The department had been arguing for years that DOMA was rational. It would be burdensome for the federal government to have to administer benefit programs on a state-by-state basis, depending on the marriage laws in effect, the argument went, and so it was rational to want a uniform rule that simply defined marriage as a union between a man and a woman. The courts would not give the department’s position much, if any, weight if it suddenly did an about-face, especially given the leniency of the standard. And it could damage the institution’s credibility in other cases.

But as West put it, “it didn’t take a rocket scientist” to know that one of these days someone was going to file a challenge to DOMA in a circuit that had
yet to decide whether gays and lesbians should be considered a suspect class, where it could be argued that heightened scrutiny applied, as Walker had found it did in the Prop 8 case. When that happened, they could reassess.

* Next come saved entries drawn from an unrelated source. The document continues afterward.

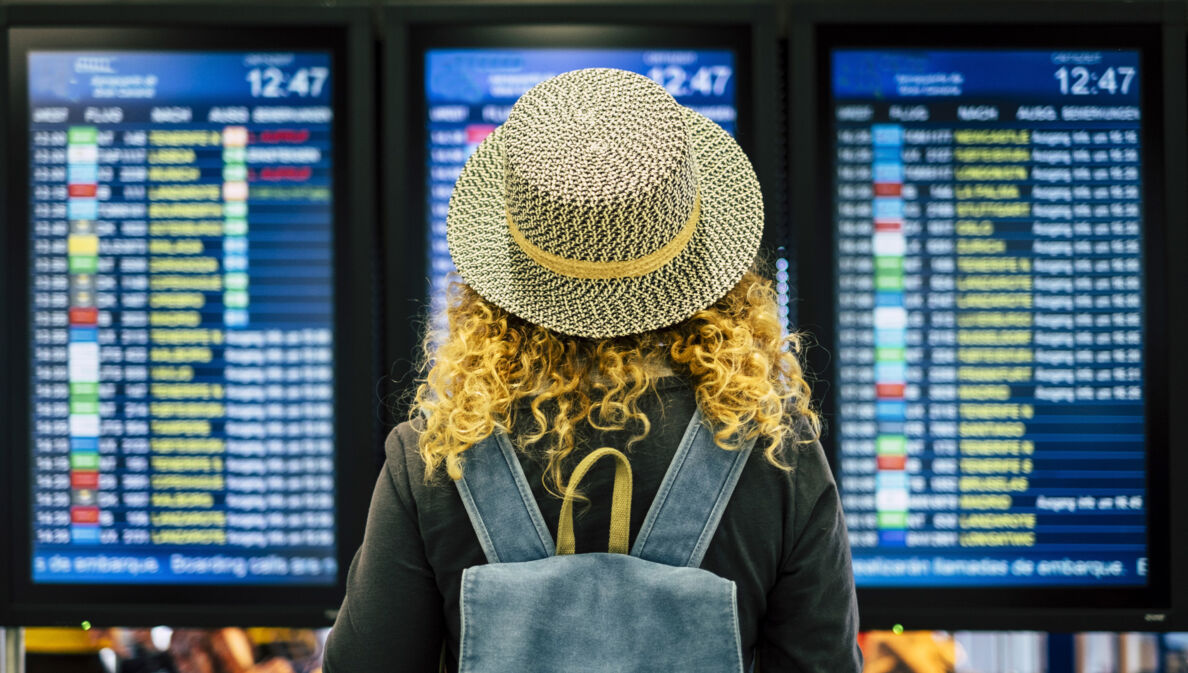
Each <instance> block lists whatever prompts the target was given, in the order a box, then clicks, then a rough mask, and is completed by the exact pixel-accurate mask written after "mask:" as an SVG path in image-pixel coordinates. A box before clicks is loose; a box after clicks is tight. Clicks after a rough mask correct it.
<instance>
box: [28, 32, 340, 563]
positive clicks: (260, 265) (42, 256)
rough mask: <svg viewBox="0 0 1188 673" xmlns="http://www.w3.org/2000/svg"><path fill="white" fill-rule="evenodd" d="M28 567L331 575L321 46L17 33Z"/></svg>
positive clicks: (324, 147)
mask: <svg viewBox="0 0 1188 673" xmlns="http://www.w3.org/2000/svg"><path fill="white" fill-rule="evenodd" d="M27 57H29V69H27V75H29V89H27V92H29V109H27V115H29V118H27V122H29V128H30V134H29V157H30V165H29V175H30V184H29V195H27V199H29V213H30V218H29V222H27V225H26V226H29V227H30V229H29V231H30V240H31V247H30V290H31V296H30V300H31V303H30V306H31V312H30V316H29V317H30V325H31V332H30V356H31V357H32V363H33V366H32V367H31V375H32V380H31V382H30V383H31V390H32V400H31V402H32V404H31V409H32V419H31V421H32V433H31V439H32V442H31V446H30V451H31V458H32V459H31V461H30V463H31V474H30V477H31V479H32V485H31V491H32V502H31V511H32V521H30V522H29V524H30V527H31V534H32V545H31V553H32V558H31V567H32V581H33V583H34V584H48V583H67V584H82V583H86V584H96V583H97V584H102V583H115V584H120V583H124V584H133V583H134V584H152V583H157V584H162V583H170V584H242V585H263V584H270V585H274V584H302V585H331V584H334V583H335V581H336V577H337V564H336V553H335V549H336V540H335V526H334V521H335V461H334V440H335V436H334V420H335V409H334V382H335V375H334V356H333V352H334V329H333V328H334V313H335V307H334V295H333V290H334V278H333V273H334V269H333V251H334V237H333V226H334V218H333V208H331V206H333V201H334V181H333V176H331V165H333V162H334V145H333V138H331V128H333V125H334V113H335V111H334V106H333V102H331V88H333V87H334V86H336V83H335V82H334V81H333V78H331V55H330V52H328V51H324V52H323V51H302V52H279V51H268V52H236V51H209V52H204V51H50V50H46V51H31V52H29V55H27Z"/></svg>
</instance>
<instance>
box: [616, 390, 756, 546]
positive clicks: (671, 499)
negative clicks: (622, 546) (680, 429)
mask: <svg viewBox="0 0 1188 673" xmlns="http://www.w3.org/2000/svg"><path fill="white" fill-rule="evenodd" d="M752 446H754V439H751V440H748V441H746V442H745V444H744V445H742V446H741V447H739V448H738V449H737V451H726V449H723V448H721V447H719V446H718V445H716V444H714V434H713V430H712V429H710V427H709V426H708V423H706V421H704V420H703V419H702V416H701V409H697V410H696V411H694V414H693V419H690V420H689V427H688V428H687V429H685V430H684V436H683V438H682V439H681V445H680V446H678V447H677V449H676V454H675V455H674V457H672V463H671V464H669V468H668V472H666V473H665V474H664V480H663V482H662V483H661V488H659V490H658V491H657V492H656V499H655V501H652V507H651V508H650V509H649V510H647V517H646V518H644V524H643V528H640V529H639V535H638V536H637V537H636V543H634V546H633V547H632V548H631V555H633V556H639V558H642V559H645V560H649V561H655V562H659V564H665V565H670V566H689V567H699V566H701V559H702V558H703V556H704V555H706V549H707V548H708V547H709V541H710V540H712V539H713V536H714V532H715V530H718V523H719V522H720V521H721V518H722V511H725V510H726V503H727V502H729V499H731V493H732V492H734V485H735V484H738V480H739V476H740V474H741V473H742V466H744V465H746V459H747V457H748V455H750V454H751V447H752Z"/></svg>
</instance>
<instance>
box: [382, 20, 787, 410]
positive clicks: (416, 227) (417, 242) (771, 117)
mask: <svg viewBox="0 0 1188 673" xmlns="http://www.w3.org/2000/svg"><path fill="white" fill-rule="evenodd" d="M775 25H776V21H775V10H773V7H771V6H765V5H753V6H728V5H695V6H688V5H685V6H666V5H651V6H620V5H601V6H599V5H573V6H563V7H562V6H533V7H532V10H531V12H525V11H524V8H523V7H516V6H513V5H481V6H475V5H454V6H443V5H436V6H432V7H400V8H390V10H387V14H386V20H385V33H386V38H387V43H386V52H385V58H384V63H385V99H384V103H385V105H384V112H383V114H384V120H385V124H386V133H385V136H386V138H385V143H387V145H386V152H385V155H386V156H387V157H390V159H391V164H390V165H387V166H385V176H384V181H385V185H386V190H385V193H386V195H385V200H384V205H383V212H384V227H383V232H381V235H383V237H384V239H385V244H384V250H385V253H386V260H385V264H384V266H385V269H386V270H387V272H390V273H392V276H391V277H390V279H388V283H387V291H388V296H387V301H386V303H385V306H386V313H387V332H386V339H387V347H388V351H387V354H386V359H385V364H386V365H388V366H391V367H392V369H391V375H392V382H393V383H392V384H391V385H392V392H391V395H392V396H393V398H396V400H398V401H404V402H405V403H406V401H407V395H406V392H407V388H409V383H410V382H411V380H412V371H413V365H415V363H416V361H417V358H418V356H419V346H421V339H422V335H423V334H422V331H423V329H424V325H425V322H426V320H425V319H426V314H428V302H429V273H428V260H426V256H425V251H426V247H428V243H429V238H428V237H429V233H428V225H426V222H428V219H426V213H425V208H426V203H425V197H424V195H425V170H426V168H425V166H426V156H425V152H426V149H425V133H426V130H425V121H424V120H425V118H426V102H425V95H424V84H423V78H424V75H423V73H424V54H425V51H426V50H429V49H437V48H611V49H615V48H621V49H632V48H649V46H655V48H669V46H672V48H677V46H680V48H687V49H729V50H732V51H733V52H734V55H735V64H734V71H735V76H737V80H735V82H737V83H735V87H737V88H735V92H737V93H735V107H737V109H738V112H739V114H738V122H737V124H738V140H739V144H740V145H741V146H742V149H744V150H745V151H746V152H747V155H748V157H750V158H751V162H752V164H753V165H754V169H756V172H757V174H758V176H759V182H760V184H762V185H763V193H764V203H765V215H766V221H767V225H766V227H765V241H764V246H765V247H766V249H769V250H777V249H781V247H784V246H786V240H788V225H786V216H785V214H784V213H782V210H781V208H779V207H778V205H779V203H781V200H779V197H778V194H779V189H778V188H779V184H778V181H779V175H781V174H782V171H781V162H782V158H783V153H782V150H781V144H779V143H778V141H777V140H775V139H777V138H779V137H781V133H779V125H778V118H779V117H778V101H777V93H778V83H779V80H778V76H777V73H778V67H777V63H776V62H777V58H776V51H777V40H776V32H775ZM760 138H771V139H773V141H759V139H760ZM398 199H399V201H397V200H398ZM402 394H403V395H402ZM393 407H394V408H396V409H397V413H396V417H394V419H393V422H397V421H399V420H403V415H404V414H405V413H406V408H405V404H400V403H399V402H397V403H396V404H394V405H393Z"/></svg>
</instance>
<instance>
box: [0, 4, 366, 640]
mask: <svg viewBox="0 0 1188 673" xmlns="http://www.w3.org/2000/svg"><path fill="white" fill-rule="evenodd" d="M6 11H7V17H6V19H7V20H6V21H5V23H4V25H2V27H4V37H2V38H0V39H5V40H6V43H7V46H8V48H7V49H5V51H4V58H6V59H7V58H10V56H11V57H12V58H11V62H10V64H8V67H7V68H6V69H5V71H4V73H2V75H0V76H2V77H4V80H5V82H4V89H2V90H5V92H6V93H7V94H8V96H10V100H11V101H12V102H10V103H8V105H7V106H5V107H4V109H2V111H0V114H11V115H12V121H13V124H12V125H11V126H8V125H5V128H6V131H5V133H6V138H5V141H6V143H7V150H8V153H7V155H6V156H4V157H2V158H4V159H5V163H4V166H5V168H4V169H0V170H5V171H6V172H7V175H6V176H5V184H6V185H7V189H8V191H10V194H23V193H24V189H25V184H26V182H25V181H26V180H27V174H29V165H27V152H29V150H27V140H26V139H25V133H26V132H27V124H29V122H27V119H29V115H27V100H29V96H27V86H26V80H27V75H26V71H25V65H26V62H27V59H26V58H25V56H24V51H20V50H21V49H24V46H26V45H29V46H33V45H34V44H36V46H43V48H50V49H52V48H68V49H87V48H89V46H94V48H118V49H165V50H168V49H177V48H183V49H184V48H192V49H214V50H219V49H248V50H251V49H293V50H299V49H326V50H330V51H331V52H333V54H334V74H335V82H336V87H335V94H334V95H335V106H336V109H337V111H340V112H339V114H337V119H336V120H335V126H334V128H335V131H334V133H335V144H336V146H337V147H340V150H339V152H340V153H339V155H337V157H336V161H335V165H334V184H335V185H336V194H335V206H334V207H335V212H334V214H335V222H336V224H335V234H334V235H335V239H334V240H335V243H334V246H335V251H334V265H335V288H334V291H335V297H336V302H335V350H334V359H335V372H336V380H335V414H336V417H335V442H336V447H337V451H336V454H335V468H336V471H337V479H336V495H335V505H336V529H337V534H336V545H337V561H339V578H337V583H336V584H335V585H330V586H277V587H267V586H242V585H135V584H110V585H108V584H33V583H32V581H31V572H30V570H31V551H32V547H31V534H30V529H31V524H30V521H31V520H30V514H31V504H30V495H31V493H30V483H29V482H30V479H29V477H27V474H29V467H30V463H29V461H30V451H29V445H30V402H29V388H30V380H29V366H30V364H29V358H24V357H8V358H5V359H4V360H5V364H6V366H7V367H8V371H7V372H6V376H5V377H4V378H5V380H6V383H7V384H8V385H7V389H6V390H5V392H6V400H5V402H6V403H5V411H6V414H7V416H6V421H7V423H6V428H7V434H8V436H10V438H11V440H10V445H8V449H7V451H6V453H7V454H8V455H10V457H11V459H12V460H11V468H7V467H5V468H4V472H5V473H6V474H12V476H13V478H12V482H13V484H12V486H13V488H12V489H11V490H7V491H8V492H7V493H6V497H7V498H8V501H7V507H5V508H2V509H4V510H7V511H5V516H4V521H5V523H4V524H2V526H5V527H7V530H8V533H10V534H12V535H13V537H11V540H12V543H11V545H8V543H6V545H2V546H0V547H2V556H4V559H2V560H0V562H2V564H8V565H10V567H12V568H13V570H12V573H11V577H6V578H4V579H5V581H4V589H0V597H2V596H4V595H2V592H4V591H10V592H11V596H10V599H8V600H6V603H7V604H8V606H10V610H8V614H7V615H6V618H7V621H8V623H12V624H20V625H42V624H45V625H55V624H64V625H69V624H80V623H81V622H83V621H89V622H90V623H93V624H96V625H152V624H160V623H169V624H175V625H226V624H228V623H234V624H242V625H253V624H255V625H273V624H274V625H295V627H297V625H299V627H321V625H328V624H330V623H333V621H334V617H335V615H336V611H337V608H339V605H340V604H341V602H342V596H343V593H345V586H346V574H347V570H348V567H349V565H350V559H352V558H353V555H354V553H355V549H356V548H358V546H359V545H360V542H361V540H362V533H364V524H365V521H366V511H367V503H368V496H369V492H371V486H372V484H373V482H374V471H373V467H372V465H371V457H372V455H373V447H375V446H379V444H380V436H379V424H378V420H377V415H375V413H374V407H375V405H374V402H373V389H374V380H375V376H377V373H375V372H378V365H377V361H378V341H379V340H378V338H377V334H375V332H377V327H378V322H377V307H375V306H374V304H375V301H374V288H375V285H377V281H375V277H374V249H375V245H374V240H373V237H374V227H373V226H372V222H373V221H374V184H373V181H372V176H373V175H374V153H373V128H374V102H373V101H374V98H373V93H372V92H373V86H374V61H373V58H374V52H373V34H372V33H373V30H372V23H371V13H369V12H368V11H367V10H364V8H326V7H314V6H308V7H291V6H290V7H284V11H278V8H277V7H270V6H263V5H255V6H242V5H240V6H236V7H235V8H234V11H228V12H220V11H219V10H217V8H216V7H213V6H197V5H178V6H159V5H138V6H131V5H129V6H125V7H121V8H120V10H119V11H118V12H113V11H112V8H110V7H100V6H87V5H69V6H50V5H36V6H17V5H13V6H8V7H7V8H6ZM26 29H36V30H37V31H44V32H40V33H39V34H38V36H37V37H36V38H34V37H33V36H32V33H30V32H25V33H21V32H18V31H21V30H26ZM70 30H86V31H87V33H86V39H89V40H91V42H81V40H75V39H72V38H70V39H71V40H70V42H64V40H63V38H68V37H69V33H67V32H59V31H70ZM21 34H24V36H26V37H27V38H29V39H37V40H38V42H36V43H30V42H24V40H25V39H26V37H20V36H21ZM75 34H76V36H77V34H82V33H75ZM10 107H11V108H12V109H10ZM4 149H5V147H4V146H0V151H2V150H4ZM6 216H7V219H8V221H10V227H8V231H7V232H6V239H7V251H6V254H7V269H6V273H7V275H6V277H5V278H4V287H5V291H4V296H2V297H0V302H4V303H2V306H0V309H2V310H4V315H8V316H20V317H17V319H13V320H10V321H7V323H6V326H5V328H4V329H2V332H4V338H5V339H6V342H5V344H4V345H5V352H7V353H19V352H23V351H25V348H26V347H27V346H26V344H27V340H29V321H27V319H26V316H27V315H29V293H27V288H29V273H27V269H29V224H27V221H29V219H27V200H25V199H12V200H8V202H7V210H6ZM0 530H2V529H0Z"/></svg>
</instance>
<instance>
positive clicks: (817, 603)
mask: <svg viewBox="0 0 1188 673" xmlns="http://www.w3.org/2000/svg"><path fill="white" fill-rule="evenodd" d="M798 448H800V455H798V460H797V464H796V468H795V471H794V473H792V477H791V480H792V484H794V492H792V512H791V516H790V521H789V522H786V523H785V534H784V535H785V536H784V539H785V540H786V541H789V545H788V547H785V549H784V552H783V556H784V558H783V561H782V564H781V568H779V573H778V577H777V580H776V585H775V587H772V590H771V592H770V593H769V595H767V614H766V616H765V617H764V624H763V629H762V637H760V644H759V663H758V671H759V673H827V672H828V673H859V672H860V671H861V669H862V655H861V652H860V650H859V649H858V602H857V598H855V596H854V574H853V570H852V568H851V562H849V540H848V539H847V535H846V523H845V520H843V518H842V514H841V502H840V498H839V497H838V486H836V484H835V483H834V479H833V473H832V472H830V471H829V464H828V463H827V461H826V458H824V452H823V451H822V448H821V445H820V444H819V442H813V444H811V445H802V446H800V447H798Z"/></svg>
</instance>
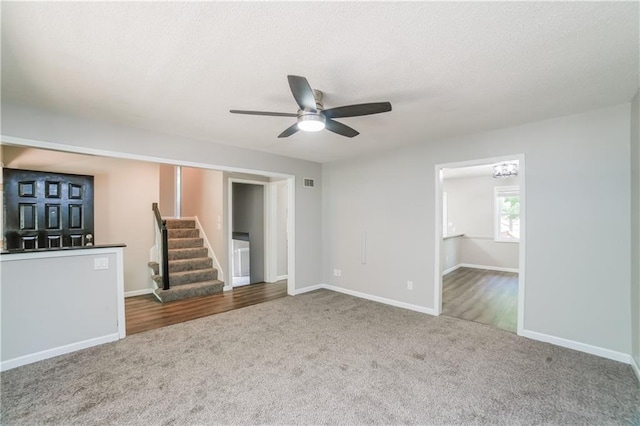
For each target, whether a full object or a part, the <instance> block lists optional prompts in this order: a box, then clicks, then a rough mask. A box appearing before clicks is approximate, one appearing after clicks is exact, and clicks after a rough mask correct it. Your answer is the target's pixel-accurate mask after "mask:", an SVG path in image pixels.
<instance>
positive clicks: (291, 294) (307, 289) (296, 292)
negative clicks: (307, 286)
mask: <svg viewBox="0 0 640 426" xmlns="http://www.w3.org/2000/svg"><path fill="white" fill-rule="evenodd" d="M325 285H326V284H317V285H312V286H310V287H304V288H297V289H295V290H294V291H293V293H289V295H291V296H297V295H299V294H303V293H309V292H310V291H316V290H320V289H321V288H326V287H325Z"/></svg>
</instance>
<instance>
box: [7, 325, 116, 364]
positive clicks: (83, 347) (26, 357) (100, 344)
mask: <svg viewBox="0 0 640 426" xmlns="http://www.w3.org/2000/svg"><path fill="white" fill-rule="evenodd" d="M119 338H120V336H119V334H118V333H113V334H107V335H106V336H102V337H96V338H93V339H89V340H83V341H81V342H76V343H71V344H69V345H64V346H58V347H57V348H52V349H47V350H45V351H41V352H36V353H33V354H29V355H24V356H21V357H18V358H13V359H9V360H6V361H2V362H0V371H7V370H10V369H12V368H16V367H20V366H23V365H27V364H31V363H34V362H37V361H42V360H43V359H48V358H53V357H54V356H59V355H64V354H68V353H70V352H75V351H79V350H80V349H86V348H90V347H92V346H97V345H102V344H104V343H109V342H114V341H116V340H118V339H119Z"/></svg>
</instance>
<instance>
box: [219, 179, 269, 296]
mask: <svg viewBox="0 0 640 426" xmlns="http://www.w3.org/2000/svg"><path fill="white" fill-rule="evenodd" d="M234 183H244V184H247V185H260V186H262V187H263V193H262V205H263V207H262V211H263V215H262V228H263V229H264V241H263V244H264V246H263V247H262V251H263V254H264V271H263V274H264V280H265V281H266V282H268V281H267V279H268V277H269V263H270V256H271V253H270V250H269V249H270V247H271V232H270V229H269V224H270V220H269V213H270V211H269V209H270V205H271V203H270V201H271V200H270V197H269V182H264V181H261V180H251V179H241V178H231V177H230V178H229V183H228V185H229V188H228V191H227V196H228V200H227V207H228V214H229V222H228V223H229V230H228V236H227V237H228V242H229V252H228V253H229V254H228V259H229V265H228V267H229V268H230V269H229V271H231V274H230V275H229V279H230V280H231V282H230V283H229V284H230V285H231V287H233V184H234Z"/></svg>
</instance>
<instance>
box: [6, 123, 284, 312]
mask: <svg viewBox="0 0 640 426" xmlns="http://www.w3.org/2000/svg"><path fill="white" fill-rule="evenodd" d="M5 144H6V145H14V146H22V147H27V148H38V149H45V150H50V151H63V152H70V153H75V154H88V155H95V156H98V157H105V158H122V159H128V160H137V161H146V162H149V163H154V164H165V165H169V166H182V167H193V168H199V169H205V170H216V171H220V172H230V173H233V172H236V173H251V174H254V175H260V176H266V177H270V178H271V177H274V178H278V179H281V180H282V179H286V180H287V181H288V189H289V191H288V193H289V197H288V213H289V214H288V216H287V231H288V250H287V266H288V279H287V293H288V294H289V295H292V296H293V295H294V294H295V289H296V284H295V283H296V270H295V261H296V255H295V253H296V247H295V243H296V238H295V207H296V203H295V188H296V185H295V184H296V179H295V175H291V174H287V173H279V172H269V171H264V170H254V169H246V168H240V167H233V166H224V165H219V164H213V163H200V162H195V161H185V160H177V159H168V158H164V157H156V156H151V155H143V154H133V153H130V152H122V151H109V150H106V149H100V148H87V147H81V146H77V145H68V144H60V143H53V142H47V141H43V140H36V139H26V138H22V137H17V136H3V140H2V143H0V145H5ZM228 266H229V262H228V261H227V267H228ZM229 272H230V271H229ZM122 300H123V301H124V295H123V299H122Z"/></svg>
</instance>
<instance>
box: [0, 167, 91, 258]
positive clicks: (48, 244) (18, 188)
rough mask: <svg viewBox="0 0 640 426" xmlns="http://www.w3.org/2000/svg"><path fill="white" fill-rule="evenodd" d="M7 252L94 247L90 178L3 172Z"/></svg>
mask: <svg viewBox="0 0 640 426" xmlns="http://www.w3.org/2000/svg"><path fill="white" fill-rule="evenodd" d="M3 179H4V209H5V210H4V217H5V228H4V229H5V239H6V240H5V242H6V248H7V249H8V250H15V249H37V248H58V247H76V246H85V245H93V244H95V238H94V234H93V176H84V175H71V174H63V173H49V172H37V171H32V170H18V169H4V170H3Z"/></svg>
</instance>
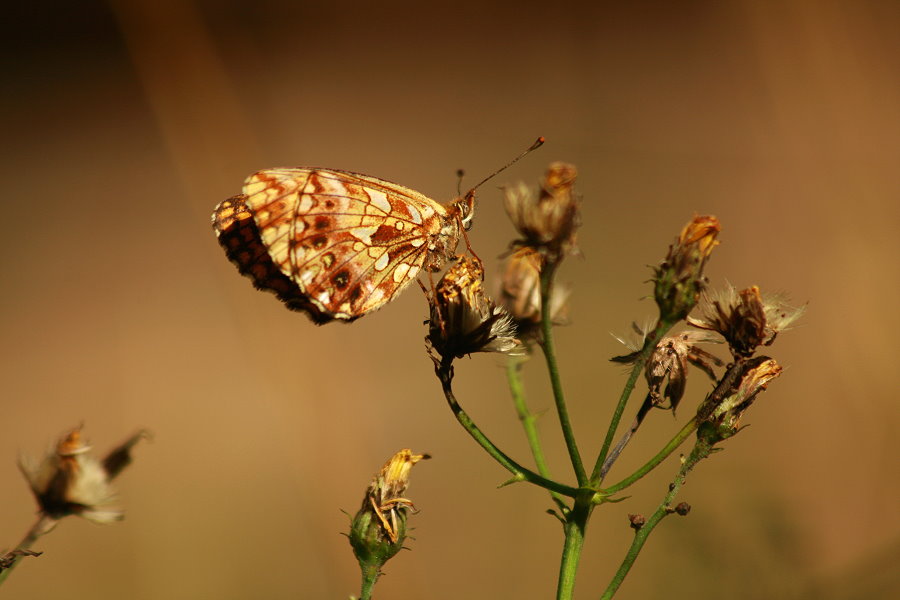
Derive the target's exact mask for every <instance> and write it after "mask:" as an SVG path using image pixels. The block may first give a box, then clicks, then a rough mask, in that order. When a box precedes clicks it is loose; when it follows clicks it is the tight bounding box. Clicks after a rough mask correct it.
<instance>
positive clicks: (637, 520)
mask: <svg viewBox="0 0 900 600" xmlns="http://www.w3.org/2000/svg"><path fill="white" fill-rule="evenodd" d="M646 524H647V518H646V517H644V515H628V525H629V527H631V528H632V529H634V530H635V531H640V529H641V528H642V527H643V526H644V525H646Z"/></svg>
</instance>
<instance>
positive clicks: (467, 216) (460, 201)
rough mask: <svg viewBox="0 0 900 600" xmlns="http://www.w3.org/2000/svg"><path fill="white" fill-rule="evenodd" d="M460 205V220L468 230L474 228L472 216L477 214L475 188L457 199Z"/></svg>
mask: <svg viewBox="0 0 900 600" xmlns="http://www.w3.org/2000/svg"><path fill="white" fill-rule="evenodd" d="M456 205H457V206H458V207H459V220H460V222H461V223H462V226H463V228H464V229H465V230H466V231H468V230H470V229H471V228H472V218H473V217H474V216H475V190H469V191H468V192H466V195H465V196H464V197H463V198H461V199H460V200H458V201H457V203H456Z"/></svg>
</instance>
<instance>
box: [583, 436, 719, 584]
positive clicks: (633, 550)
mask: <svg viewBox="0 0 900 600" xmlns="http://www.w3.org/2000/svg"><path fill="white" fill-rule="evenodd" d="M710 450H711V446H709V445H708V444H707V443H705V441H703V440H698V441H697V443H696V444H695V445H694V449H693V450H692V451H691V454H690V456H689V457H688V459H687V460H686V461H685V462H684V464H682V465H681V468H680V469H679V470H678V475H677V476H676V477H675V480H674V481H673V482H672V484H671V485H670V486H669V492H668V493H667V494H666V497H665V498H664V499H663V501H662V503H661V504H660V505H659V507H658V508H657V509H656V511H655V512H654V513H653V514H652V515H651V516H650V518H649V519H647V522H646V523H644V524H643V525H642V526H641V528H640V529H638V530H637V531H636V532H635V534H634V539H633V540H632V542H631V547H630V548H629V549H628V552H627V553H626V554H625V558H624V560H623V561H622V564H621V565H620V566H619V570H618V571H616V574H615V575H613V578H612V580H611V581H610V582H609V585H608V586H607V587H606V590H605V591H604V592H603V595H602V596H600V599H601V600H609V599H610V598H612V597H613V596H614V595H615V593H616V591H618V589H619V586H621V585H622V582H623V581H625V576H626V575H628V572H629V571H630V570H631V567H632V566H633V565H634V561H635V560H637V557H638V554H640V552H641V550H642V549H643V548H644V544H645V543H646V542H647V538H648V537H649V536H650V534H651V533H652V532H653V529H654V528H655V527H656V526H657V525H659V522H660V521H662V520H663V519H664V518H665V517H667V516H669V515H670V514H672V513H673V512H674V510H673V509H672V508H670V507H671V504H672V502H673V501H674V500H675V496H677V495H678V492H679V490H680V489H681V486H682V484H684V480H685V478H686V477H687V474H688V472H690V470H691V469H693V468H694V466H695V465H696V464H697V463H698V462H699V461H700V460H701V459H703V458H706V457H707V456H709V453H710Z"/></svg>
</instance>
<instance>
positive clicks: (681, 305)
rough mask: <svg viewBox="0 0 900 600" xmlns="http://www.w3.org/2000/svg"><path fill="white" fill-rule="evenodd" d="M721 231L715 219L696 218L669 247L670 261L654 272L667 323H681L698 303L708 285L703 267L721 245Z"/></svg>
mask: <svg viewBox="0 0 900 600" xmlns="http://www.w3.org/2000/svg"><path fill="white" fill-rule="evenodd" d="M719 231H720V227H719V220H718V219H716V218H715V217H713V216H698V217H694V219H693V220H692V221H691V222H690V223H688V224H687V225H686V226H685V227H684V229H683V230H682V231H681V235H679V236H678V240H677V241H676V242H675V243H674V244H673V245H672V246H670V247H669V253H668V254H667V255H666V259H665V260H664V261H663V262H662V264H661V265H660V266H658V267H656V269H654V277H653V281H654V284H655V289H654V296H655V298H656V304H657V305H658V306H659V314H660V317H661V318H662V319H663V320H666V321H670V322H675V321H680V320H681V319H684V318H685V317H686V316H687V315H688V313H690V312H691V309H693V308H694V305H695V304H697V300H698V299H699V297H700V292H702V291H703V288H704V287H705V284H706V280H705V278H704V276H703V268H704V267H705V266H706V261H707V260H708V259H709V255H710V253H712V250H713V248H715V247H716V245H718V243H719V242H718V241H717V240H716V236H717V235H718V234H719Z"/></svg>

Unbeknownst to West, the hypothetical case he envisioned was already in the works.

Robbie Kaplan said it took her “all of a few seconds” to decide to help Edie Windsor get her money back from the federal government, about the same amount of time Edie said it took her to decide she wanted Kaplan as her lawyer.

Sitting in Edie’s apartment overlooking Greenwich Village one morning, the two women took turns telling the story of their first meeting, in 2010. Edie’s wife, Thea Spyer, had recently died. Grief-stricken, Edie had been hospitalized with a condition called cardiomyopathy, also known as “broken heart syndrome” because it can be brought on by stressful situations like the death of a loved one. When she was released, she found she owed the federal government $363,000 in estate taxes.

Had she married a man, his estate would have passed to her tax-free. But because DOMA prohibited the federal government from recognizing her marriage, Edie had to pay taxes on her wife’s half of the apartment they owned in New York City’s Greenwich Village and a cottage they had bought years earlier in the Hamptons.

In the hospital, Edie had been quite prepared to die. She was seventy-nine years old, and she missed Thea desperately. But the tax bill made her mad. It made her want to fight.

First, she called Lambda Legal, the group that had so vehemently opposed the filing of the Prop 8 case. No one returned her call. She tried again. Finally, a lawyer got on the phone. Would the group be willing to challenge DOMA on her behalf? she asked.

“No,” the lawyer answered. “Wrong time for the movement.”

“But I have a documented marriage,” she said.

“No. Wrong time.”

It was then that a friend of a friend referred her to Kaplan. A corporate litigator at the Manhattan-based firm of Paul, Weiss, Rifkind, Wharton &
Garrison, she typically represented clients like JPMorgan Chase. But she was an outsider who might not mind bucking the gay rights establishment, which remained opposed to bringing federal lawsuits of any kind. And she had some experience; a few years back, Kaplan had unsuccessfully challenged New York’s ban on gay marriage in state court. Edie placed the call.

“And the following day,
that
walked into my life,” Edie said, pointing at Kaplan, who laughed uproariously before recounting her own impressions.

Edie was the perfect plaintiff, Kaplan thought, glamorous in an old-fashioned way. Her hair framed her face in soft blond waves, her oval nails were perfectly manicured, and she wore pink lipstick and the same strand of pearls that she had on her wedding day. Though she was a frail slip of a thing, she carried herself with the confidence of a woman used to being admired, and her life story was a vehicle to tell the broader history of discrimination against gays and lesbians.

Edie had known ever since she was a small girl that she loved women. She was born in 1929, in Depression-era Philadelphia, and she could still remember her shiver of delight when, at age seven, she put her arm around another little girl after a day of roller skating. She tried to fight it, dating loads of boys in high school and eventually marrying one in 1951.